The RBI’s 6.9% FY27 growth call carries a “resilient” label — but it’s a clear step down from FY26, and several agencies see steeper risks ahead.
The Reserve Bank of India projected RBI FY27 growth at 6.9% in its April monetary policy review, the first bi-monthly policy of 2026-27. The number is positioned as resilient against West Asia headwinds, yet it sits a full 70 basis points below the 7.6% estimated for FY26. The MPC also held the repo rate at 5.25% for a second straight meeting and retained a neutral policy stance. (Source: Outlook Business)
For investors with exposure to oil-linked names, banks, exporters, and rate-sensitive sectors, the gap between the RBI’s framing and what outside forecasters are saying is the real story to track over the coming quarters. The “resilient” tag does not mean unchanged — it means slower, with new downside channels explicitly named by the central bank.
What the RBI FY27 growth call actually contains
Governor Sanjay Malhotra outlined five channels through which the West Asia crisis could weigh on India — higher energy prices, supply-side disruptions, capital outflows, weaker global demand, and tighter financial conditions. The RBI built in a crude price assumption of $85 per barrel for FY27, up sharply from $70 in H2 FY26. FY27 headline CPI inflation was revised up to 4.6%, with the quarterly trajectory peaking at 5.2% in Q3. (Source: Business Standard)
How other forecasters are reading the same data
India Ratings projects FY27 GDP at 6.7%, below the RBI FY27 growth print, and expects the repo rate to stay at 5.25% through the fiscal year. It assumes oil at $95 per barrel and a rupee depreciation of 6-7% on average. (Flagged as a single-source view from India Ratings — not yet a market consensus.) (Source: Business Standard)
S&P Global Ratings takes a different angle. Indian banks are well positioned to absorb the shock thanks to strong capital buffers, the agency said. But in a stress scenario where Brent averages $130, corporate EBITDA could fall 15–25% in FY27 and banking-sector bad loans could rise to roughly 3.5%. (Source: Business Standard)

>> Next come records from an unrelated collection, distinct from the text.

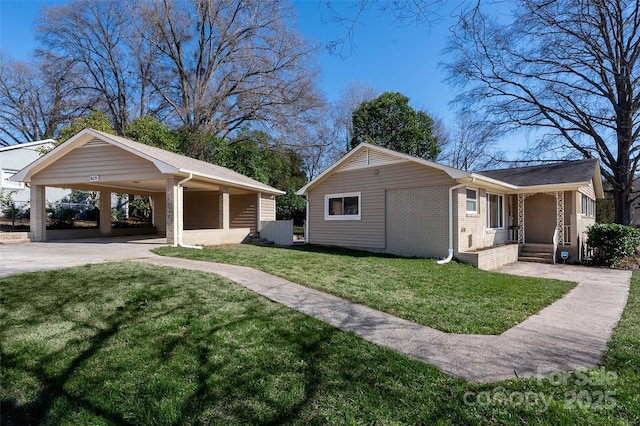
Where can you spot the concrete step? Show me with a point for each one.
(536, 254)
(538, 247)
(535, 259)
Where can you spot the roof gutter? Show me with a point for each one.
(180, 203)
(450, 255)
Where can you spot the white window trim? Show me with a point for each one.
(467, 199)
(327, 216)
(489, 211)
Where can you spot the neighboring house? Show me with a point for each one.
(16, 157)
(194, 202)
(380, 200)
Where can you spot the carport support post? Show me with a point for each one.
(224, 208)
(173, 211)
(105, 212)
(38, 213)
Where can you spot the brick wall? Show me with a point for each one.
(490, 258)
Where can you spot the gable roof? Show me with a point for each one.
(166, 162)
(390, 154)
(27, 145)
(546, 174)
(560, 176)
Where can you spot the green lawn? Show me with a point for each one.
(133, 344)
(455, 298)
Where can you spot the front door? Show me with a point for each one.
(539, 218)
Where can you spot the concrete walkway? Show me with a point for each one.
(571, 333)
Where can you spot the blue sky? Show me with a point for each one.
(386, 56)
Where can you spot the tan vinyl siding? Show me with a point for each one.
(109, 162)
(372, 183)
(242, 211)
(201, 209)
(589, 191)
(267, 207)
(370, 158)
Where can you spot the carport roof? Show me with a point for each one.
(166, 162)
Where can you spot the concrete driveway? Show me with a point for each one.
(29, 257)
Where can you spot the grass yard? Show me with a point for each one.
(133, 344)
(455, 298)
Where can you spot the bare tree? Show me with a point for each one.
(225, 63)
(569, 67)
(35, 99)
(350, 14)
(351, 97)
(471, 144)
(93, 34)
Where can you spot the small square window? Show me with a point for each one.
(472, 200)
(342, 206)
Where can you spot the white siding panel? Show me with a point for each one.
(370, 158)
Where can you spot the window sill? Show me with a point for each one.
(342, 218)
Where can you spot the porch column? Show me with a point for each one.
(560, 216)
(38, 213)
(223, 201)
(521, 198)
(259, 212)
(173, 211)
(105, 212)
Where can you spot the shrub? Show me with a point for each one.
(611, 242)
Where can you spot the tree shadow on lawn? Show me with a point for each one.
(221, 368)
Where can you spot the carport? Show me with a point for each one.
(194, 202)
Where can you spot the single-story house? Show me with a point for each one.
(384, 201)
(194, 202)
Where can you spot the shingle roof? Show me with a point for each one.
(188, 164)
(546, 174)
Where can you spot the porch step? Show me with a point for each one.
(537, 253)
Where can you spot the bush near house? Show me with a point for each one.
(611, 243)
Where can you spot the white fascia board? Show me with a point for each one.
(490, 182)
(161, 165)
(25, 174)
(28, 145)
(553, 187)
(217, 180)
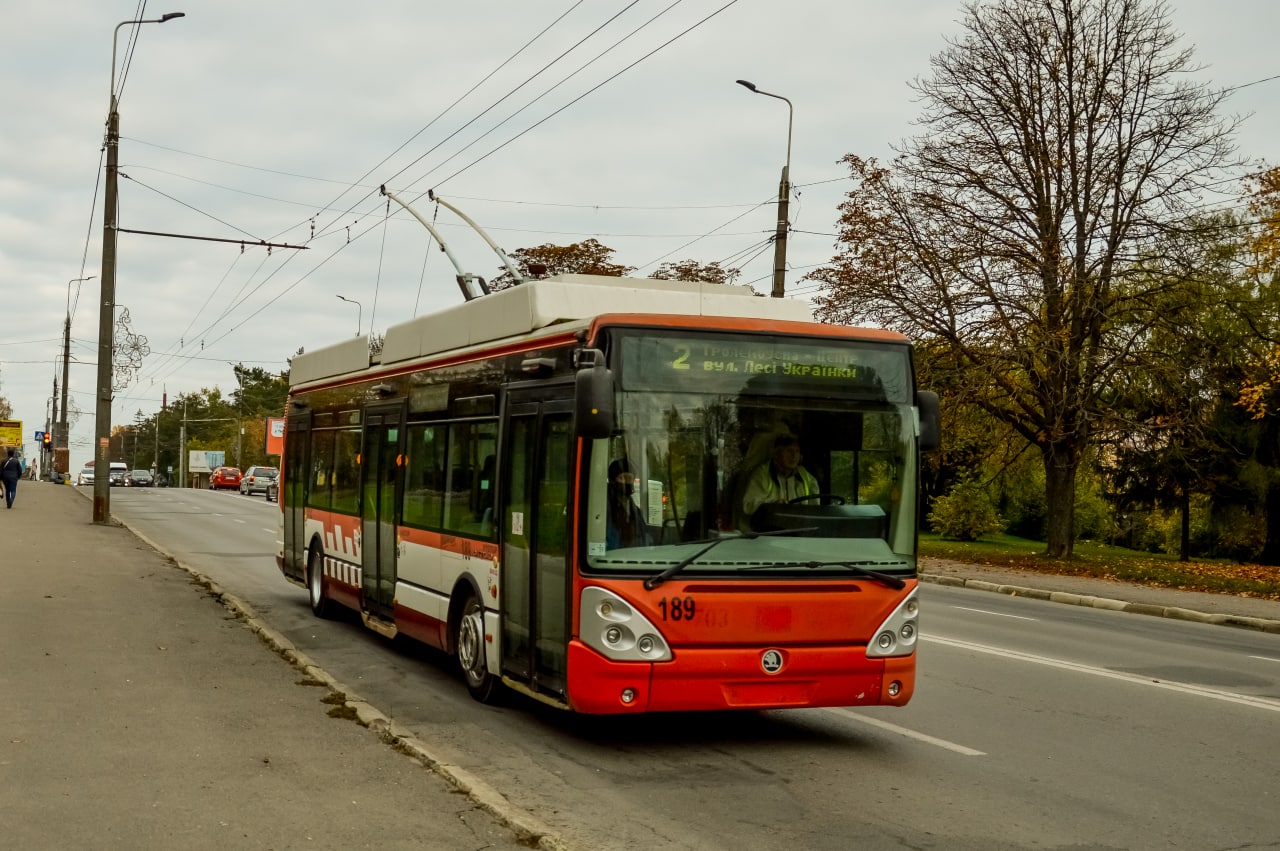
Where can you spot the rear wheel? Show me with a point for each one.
(470, 645)
(320, 604)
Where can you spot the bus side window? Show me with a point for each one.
(321, 470)
(464, 512)
(424, 483)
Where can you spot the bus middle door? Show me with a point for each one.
(536, 512)
(379, 488)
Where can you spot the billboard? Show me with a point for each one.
(274, 435)
(10, 433)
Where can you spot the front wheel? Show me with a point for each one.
(320, 604)
(470, 645)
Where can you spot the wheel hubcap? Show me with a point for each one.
(471, 645)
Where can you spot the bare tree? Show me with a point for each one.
(1060, 138)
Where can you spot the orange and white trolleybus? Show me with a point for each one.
(620, 495)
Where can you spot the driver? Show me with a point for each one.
(781, 479)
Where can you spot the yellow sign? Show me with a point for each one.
(10, 433)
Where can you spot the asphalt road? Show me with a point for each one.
(1033, 724)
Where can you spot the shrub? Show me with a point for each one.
(965, 513)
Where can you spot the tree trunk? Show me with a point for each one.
(1184, 544)
(1271, 549)
(1060, 463)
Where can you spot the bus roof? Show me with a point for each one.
(538, 305)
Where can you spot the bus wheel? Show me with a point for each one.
(469, 641)
(320, 604)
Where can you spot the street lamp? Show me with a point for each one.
(360, 312)
(106, 309)
(62, 438)
(780, 239)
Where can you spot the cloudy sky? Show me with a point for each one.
(544, 120)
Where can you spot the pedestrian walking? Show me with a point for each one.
(10, 471)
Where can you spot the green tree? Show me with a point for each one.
(1061, 137)
(586, 257)
(695, 270)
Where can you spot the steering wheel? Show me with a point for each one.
(827, 499)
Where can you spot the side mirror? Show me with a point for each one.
(593, 412)
(931, 420)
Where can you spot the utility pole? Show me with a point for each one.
(106, 303)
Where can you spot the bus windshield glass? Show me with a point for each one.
(795, 454)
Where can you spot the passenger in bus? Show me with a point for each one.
(781, 479)
(625, 524)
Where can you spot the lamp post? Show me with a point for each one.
(780, 239)
(106, 309)
(360, 312)
(62, 438)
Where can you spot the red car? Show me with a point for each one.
(224, 477)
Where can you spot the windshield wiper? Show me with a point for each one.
(856, 567)
(658, 579)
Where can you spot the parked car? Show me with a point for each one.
(119, 474)
(257, 479)
(224, 477)
(140, 479)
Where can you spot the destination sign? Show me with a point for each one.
(734, 365)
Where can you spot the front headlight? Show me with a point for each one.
(617, 631)
(896, 635)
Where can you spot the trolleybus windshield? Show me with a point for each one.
(709, 428)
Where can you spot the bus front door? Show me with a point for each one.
(379, 481)
(535, 527)
(293, 493)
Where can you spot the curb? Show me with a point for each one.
(525, 826)
(1239, 621)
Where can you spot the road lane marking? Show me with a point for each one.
(903, 731)
(999, 614)
(1244, 700)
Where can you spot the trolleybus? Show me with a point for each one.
(456, 488)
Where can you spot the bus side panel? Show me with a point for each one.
(339, 539)
(411, 618)
(428, 571)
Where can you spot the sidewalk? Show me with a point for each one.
(140, 713)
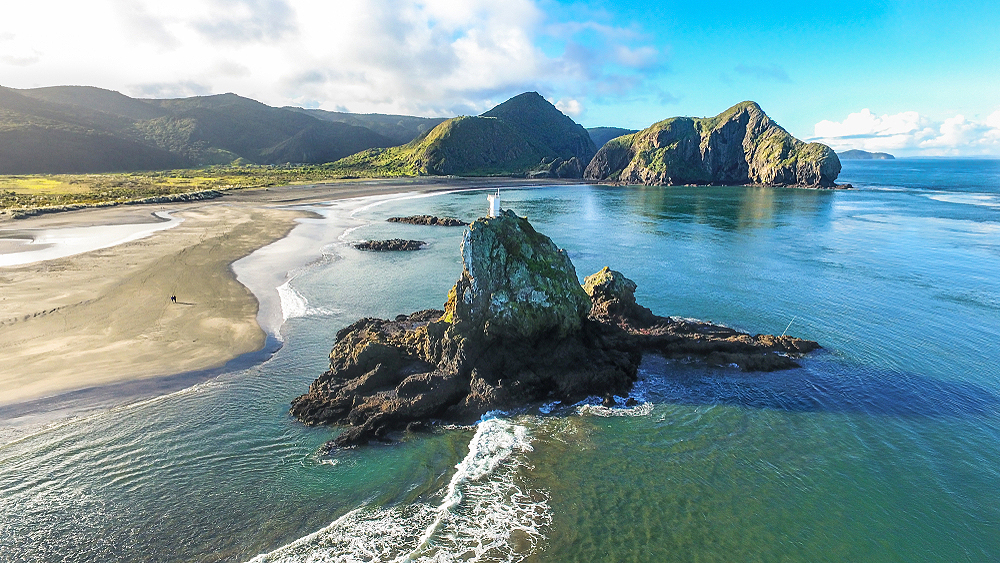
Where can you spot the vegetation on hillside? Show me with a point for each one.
(601, 135)
(741, 145)
(21, 192)
(78, 129)
(525, 135)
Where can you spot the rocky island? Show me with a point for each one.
(740, 146)
(428, 220)
(517, 328)
(390, 245)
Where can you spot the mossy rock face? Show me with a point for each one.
(515, 284)
(609, 284)
(740, 146)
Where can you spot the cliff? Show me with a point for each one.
(517, 328)
(740, 146)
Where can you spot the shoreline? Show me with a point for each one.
(130, 369)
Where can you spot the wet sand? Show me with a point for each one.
(98, 328)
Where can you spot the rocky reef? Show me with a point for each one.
(390, 245)
(740, 146)
(517, 327)
(428, 220)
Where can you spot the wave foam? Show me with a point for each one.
(294, 304)
(485, 514)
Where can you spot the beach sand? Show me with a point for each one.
(106, 316)
(104, 319)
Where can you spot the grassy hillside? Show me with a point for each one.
(741, 145)
(84, 129)
(400, 129)
(525, 135)
(468, 146)
(540, 122)
(601, 135)
(23, 192)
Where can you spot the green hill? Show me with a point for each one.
(740, 146)
(82, 129)
(601, 135)
(96, 99)
(400, 129)
(525, 135)
(542, 123)
(38, 136)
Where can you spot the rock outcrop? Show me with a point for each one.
(517, 327)
(428, 220)
(741, 146)
(390, 245)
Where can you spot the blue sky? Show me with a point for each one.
(912, 78)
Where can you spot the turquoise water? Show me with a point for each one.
(884, 446)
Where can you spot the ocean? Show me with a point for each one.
(883, 446)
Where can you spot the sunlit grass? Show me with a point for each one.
(23, 192)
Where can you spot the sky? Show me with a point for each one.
(913, 78)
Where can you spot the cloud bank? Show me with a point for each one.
(911, 134)
(423, 57)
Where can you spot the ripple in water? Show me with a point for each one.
(486, 513)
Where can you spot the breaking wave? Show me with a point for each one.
(294, 304)
(484, 514)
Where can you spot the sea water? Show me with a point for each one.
(884, 446)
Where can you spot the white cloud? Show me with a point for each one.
(571, 108)
(425, 57)
(994, 120)
(910, 134)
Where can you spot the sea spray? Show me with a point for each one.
(485, 514)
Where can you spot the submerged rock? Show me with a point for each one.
(391, 245)
(517, 327)
(428, 220)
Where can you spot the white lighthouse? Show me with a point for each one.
(494, 200)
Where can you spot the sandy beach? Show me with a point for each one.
(103, 318)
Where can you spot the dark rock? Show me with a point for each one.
(428, 220)
(517, 328)
(614, 303)
(391, 245)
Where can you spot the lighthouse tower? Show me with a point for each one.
(494, 200)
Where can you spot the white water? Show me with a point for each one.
(49, 244)
(484, 514)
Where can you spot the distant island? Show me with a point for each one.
(857, 154)
(86, 130)
(740, 146)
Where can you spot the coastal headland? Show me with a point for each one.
(105, 317)
(517, 328)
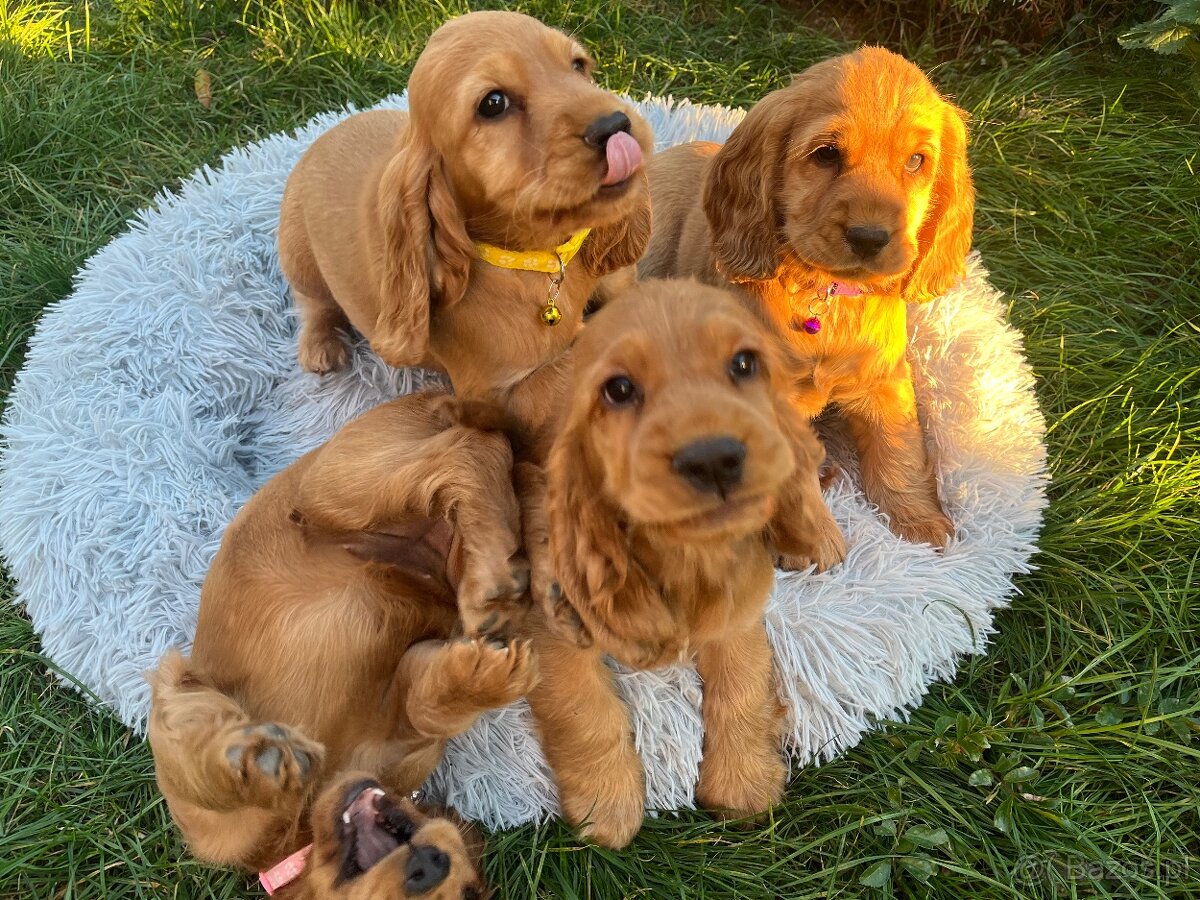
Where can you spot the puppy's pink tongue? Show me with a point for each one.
(624, 156)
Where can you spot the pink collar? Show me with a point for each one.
(838, 288)
(285, 873)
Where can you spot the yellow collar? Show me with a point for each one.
(533, 261)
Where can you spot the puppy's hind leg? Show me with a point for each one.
(323, 336)
(323, 328)
(234, 786)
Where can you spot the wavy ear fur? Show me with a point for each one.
(426, 251)
(615, 246)
(945, 238)
(616, 599)
(739, 191)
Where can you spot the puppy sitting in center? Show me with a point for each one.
(677, 460)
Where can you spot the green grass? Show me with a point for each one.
(1061, 765)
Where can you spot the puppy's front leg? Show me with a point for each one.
(742, 772)
(803, 531)
(588, 741)
(897, 472)
(235, 787)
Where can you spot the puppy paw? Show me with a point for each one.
(493, 597)
(934, 531)
(747, 785)
(611, 809)
(399, 351)
(322, 352)
(823, 555)
(490, 672)
(270, 762)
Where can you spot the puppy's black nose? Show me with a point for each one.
(867, 240)
(426, 868)
(604, 127)
(712, 465)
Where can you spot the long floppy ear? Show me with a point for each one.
(426, 251)
(739, 191)
(621, 244)
(615, 598)
(945, 237)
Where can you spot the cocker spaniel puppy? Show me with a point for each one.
(676, 451)
(467, 234)
(325, 645)
(838, 201)
(370, 844)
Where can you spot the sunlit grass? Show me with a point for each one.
(45, 29)
(1061, 763)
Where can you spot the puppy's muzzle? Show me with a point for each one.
(867, 241)
(597, 135)
(712, 465)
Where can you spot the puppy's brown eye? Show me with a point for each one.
(493, 105)
(827, 155)
(619, 391)
(744, 365)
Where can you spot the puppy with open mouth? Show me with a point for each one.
(468, 233)
(369, 843)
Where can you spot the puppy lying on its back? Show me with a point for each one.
(456, 235)
(323, 648)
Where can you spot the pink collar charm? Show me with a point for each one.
(285, 873)
(820, 305)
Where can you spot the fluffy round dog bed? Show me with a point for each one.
(165, 390)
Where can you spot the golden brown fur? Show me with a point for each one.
(322, 642)
(658, 527)
(821, 156)
(379, 215)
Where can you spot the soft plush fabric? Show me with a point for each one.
(165, 389)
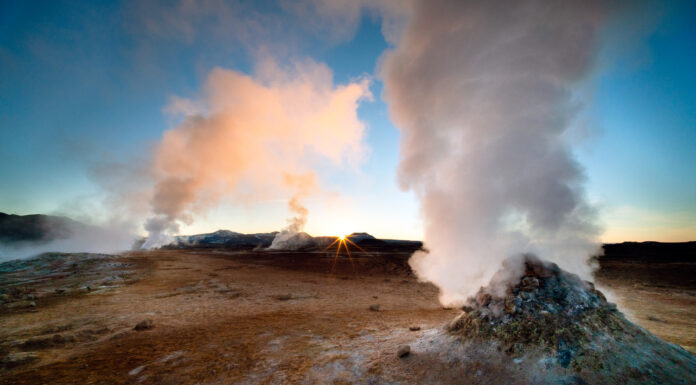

What investors should verify, not act on
- Crude oil pass-through in Q1 FY27 results of oil marketing companies, paints, aviation, and specialty chemicals — check management commentary on input cost absorption.
- Banking-sector commentary on asset quality, particularly export-heavy SME books and unsecured retail, where any FY27 stress would show up first.
- FII flow data and rupee movement, since the RBI flagged capital outflows as one of the five named risk channels.